Mercredi 5 février 2025
L’une des premières choses qui frappe, lorsqu’on pose un regard d’Occidental sur le Maroc, c’est la place des femmes dans la société : discrète, souvent confinée, encore largement dominée par celle des hommes. Chez Younes, au début de mon périple, il m’avait décrit le ramadan dans son village comme « un super moment pour faire du sport, notamment un tournoi de foot pendant que les femmes restent à la maison préparer les repas ». Ce jour-là, je n’avais encore croisé ni sa sœur ni sa mère, invisibles à l’étage inférieur, affairées à la cuisine, au linge, au ménage.

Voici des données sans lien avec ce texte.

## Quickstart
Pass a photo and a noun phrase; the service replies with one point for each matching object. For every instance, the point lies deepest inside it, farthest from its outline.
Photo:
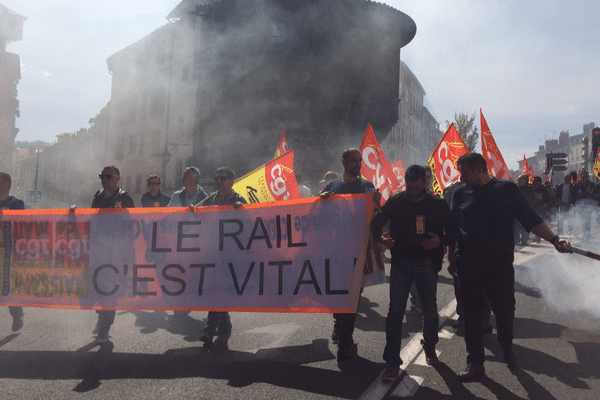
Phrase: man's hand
(452, 269)
(562, 246)
(377, 197)
(432, 243)
(325, 195)
(387, 240)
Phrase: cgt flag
(549, 177)
(282, 148)
(491, 152)
(443, 160)
(596, 169)
(271, 182)
(375, 166)
(398, 168)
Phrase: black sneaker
(511, 360)
(474, 373)
(206, 338)
(345, 354)
(335, 336)
(17, 324)
(390, 375)
(431, 356)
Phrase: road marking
(378, 389)
(408, 386)
(281, 332)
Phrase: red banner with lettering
(269, 257)
(399, 171)
(491, 152)
(443, 160)
(375, 166)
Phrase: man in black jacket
(111, 196)
(420, 224)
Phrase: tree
(465, 125)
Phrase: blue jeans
(404, 272)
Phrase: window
(141, 146)
(138, 183)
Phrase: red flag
(443, 160)
(549, 177)
(283, 147)
(596, 168)
(375, 166)
(398, 168)
(491, 152)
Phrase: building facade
(11, 29)
(415, 135)
(571, 145)
(219, 83)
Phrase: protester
(155, 197)
(420, 225)
(485, 208)
(521, 235)
(350, 183)
(191, 193)
(304, 190)
(220, 322)
(111, 196)
(8, 202)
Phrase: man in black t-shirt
(111, 196)
(8, 202)
(350, 183)
(420, 227)
(485, 209)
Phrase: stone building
(219, 83)
(566, 143)
(417, 132)
(11, 29)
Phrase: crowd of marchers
(473, 225)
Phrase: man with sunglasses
(9, 202)
(192, 193)
(219, 322)
(155, 197)
(111, 196)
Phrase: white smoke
(570, 283)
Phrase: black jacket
(402, 213)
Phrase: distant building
(11, 29)
(220, 82)
(417, 132)
(570, 145)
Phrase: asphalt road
(152, 355)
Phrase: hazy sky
(532, 66)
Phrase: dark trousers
(344, 325)
(497, 281)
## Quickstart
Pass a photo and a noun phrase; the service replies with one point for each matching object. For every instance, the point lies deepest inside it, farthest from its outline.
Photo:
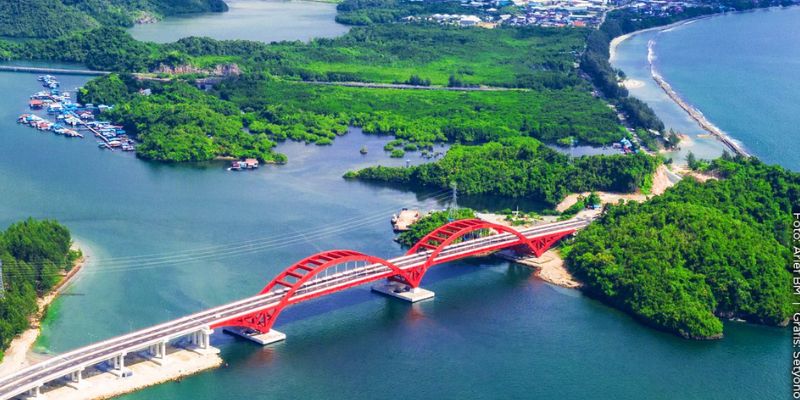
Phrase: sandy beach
(18, 354)
(693, 112)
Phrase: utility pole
(454, 206)
(2, 285)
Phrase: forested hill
(35, 254)
(698, 253)
(54, 18)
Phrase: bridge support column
(158, 353)
(200, 341)
(118, 365)
(35, 393)
(403, 291)
(75, 380)
(263, 339)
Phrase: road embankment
(100, 384)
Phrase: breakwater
(63, 71)
(693, 112)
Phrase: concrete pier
(263, 339)
(99, 382)
(403, 291)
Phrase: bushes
(421, 116)
(520, 167)
(34, 255)
(697, 252)
(180, 123)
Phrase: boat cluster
(35, 121)
(71, 117)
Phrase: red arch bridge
(310, 278)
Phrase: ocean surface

Sur les routes, un autre détail me saisit : la burqa, qui gagne du terrain. Elle n’est pas majoritaire, certes, mais on la croise un peu partout, effaçant tout visage féminin derrière un voile intégral, parfois accompagné d’une simple paire de lunettes comme seul éclat visible. Chez Aïcha, la maîtresse de maison où je loge, l’histoire prend une nuance plus complexe : femme forte et active, responsable d’une guest house, mais dont le rôle se résume encore, malgré tout, à l’accueil des clients et à la cuisine. Son beau-frère, lui, m’expose sans détour son projet : « emmener sa fille de vingt ans hors de France, lui couper téléphone et amis, pour qu’elle apprenne la vraie vie. » Partout, je croise des hommes qui travaillent, parlent, se montrent, et des femmes qui se taisent, s’effacent, se dissimulent.
Un détail glaçant me rattrape plus tard : en parcourant les avis Google de mon premier logement, je découvre que plusieurs clientes y avaient dénoncé le comportement déplacé du maître de maison envers femmes et adolescentes. La réalité se dévoile par bribes, sans fard. Pourtant, les lignes bougent. En janvier, une nouvelle réforme du droit de la famille a été annoncée, censée redonner un peu de pouvoir aux femmes. Elle devrait entrer en vigueur cette année : lors des héritages, elles toucheront désormais une demi-part – contre rien auparavant – tandis que la garde des enfants, en cas de séparation, ne reviendra plus automatiquement aux hommes. Avancées réelles, mais qui mesurent aussi l’ampleur du chemin restant. Aujourd’hui encore, certains hommes invoquent le Coran pour refuser que la loi impose des tests de paternité, craignant les responsabilités financières qu’ils entraîneraient. Entre progrès timide et traditions tenaces, le Maroc marche sur un fil.
Le petit déjeuner, heureusement, efface ces pensées sombres : crêpes fines nappées de miel, galettes dorées, festin sucré-salé qui me cale pour la route. Direction Mhamid. Sur les conseils du beau-frère et d’un restaurateur, je choisis « la route des petits villages », soi-disant mieux goudronnée, sans camions, plus belle. Promesse séduisante… mais trompeuse. Très vite, la voie se rétrécit, des poids lourds surgissent en sens inverse, frôlant mon pare-chocs et menaçant de me pousser dans le fossé. Les lacets de montagne deviennent une piste fracassée par d’énormes engins de chantier. Je roule à moins de vingt kilomètres-heure, balloté dans les cailloux, jusqu’à ce que je prenne une décision douloureuse : faire demi-tour. Trente minutes perdues, mais un rendez-vous m’attend à 14 h, je ne peux pas jouer davantage.
La suite, paradoxalement, se déroule sans accroc, et je souris en repensant à ces conseils mal inspirés. « Tu verras, yaura moins de monde »… sauf que sur la route principale, il n’y avait déjà personne. À l’approche de Mhamid, le décor change : la végétation se retire, les montagnes s’aplatissent, le sable commence à lécher le bitume. Je dépasse des caravanes modernes : rangées de camping-cars alignés, conduits par des retraités européens heureux de passer leurs nuits dans des cabines de plastique, garés sur des parkings, plutôt que de goûter à l’hospitalité locale.
À 13 h 59, pile à l’heure, j’arrive au point GPS donné par le nomade qui doit m’emmener plus loin. Il m’attend. Je gare ma voiture et grimpe dans son 4×4 Toyota. « Pas besoin de ceinture », me lance-t-il. Je lui raconte en deux mots que, pour moi, c’est essentiel. Il acquiesce, me concède un « la santé d’abord », mais ne boucle pas la sienne pour autant. Moi si.
Alors commence une scène digne de cinéma. Retour vers le futur me vient en tête : « Là où on va, on n’a pas besoin de route. » L’accélérateur enfoncé, le Toyota bondit dans les dunes, trace son sillage sur le sable. Devant moi s’étend à l’infini ce que je peux enfin appeler, sans réserve : le Sahara.